Originally posted by 2bighorn
Correct. The amount of melted Antarctic ice is good for a sea level rise of about 0.02 inches per year. It would take some 3 to 4 hundred years to melt completely if rate of melting remains at current level.
And if is limited to melt water only, and no
further break-ups of the ice shelfs in West Antarctica occur in the future .... not that anyone saw the
last couple break-ups coming before they happened so spectacularly..... then I'd concede the point that the ocean rise will happen slowly.
Nothing to say that those ice shelves won't break off in the future.... and the glaciers behind them now also have access to the sea --- previously they have been essentially held back. Domino effects.
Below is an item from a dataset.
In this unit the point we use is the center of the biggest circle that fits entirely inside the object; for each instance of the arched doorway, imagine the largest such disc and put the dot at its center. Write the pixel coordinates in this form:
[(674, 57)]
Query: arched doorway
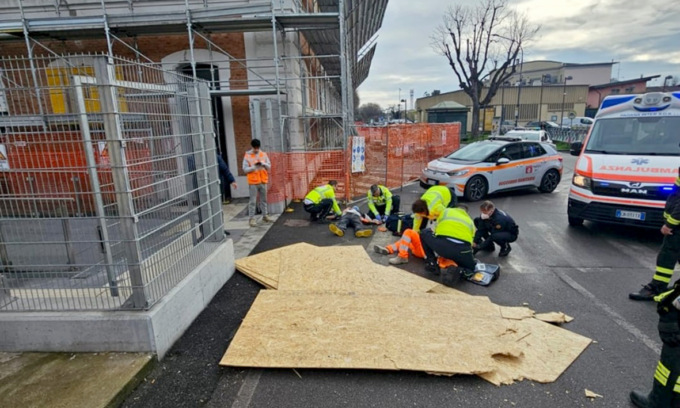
[(211, 74)]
Almost everything in the overall climate model has a positive feedback/reinforcement loop associated with it, once you get past a certain point..... a tipping point..... where the original effects are no longer absorbed or dampened.
Large break ups of the ice shelf, melting of the pack ice, and large scale melting in Greenland are of concern. Sudden climate shifts also are a possibility; they've happened in the past, and we could be headed for another in the near future.
The one I personally worry about having the biggest effect in the shortest time period is the methane sequestered in Siberian permafrost, and the deep sea beds..... if the permafrost melts (open water over the Arctic Sea for longer periods each year, absorbing more solar radiation, thus heating up the northern latitudes, and melting the permafrost), or the seas warm enough to free up seabed methane, then all bets are off. There is so much methane there that can be released in a short span of time that we could see serious increases of world-wide temperatures .... and it is the worse kind of positive feedback loop...... Earth's version of the runaway greenhouse effect.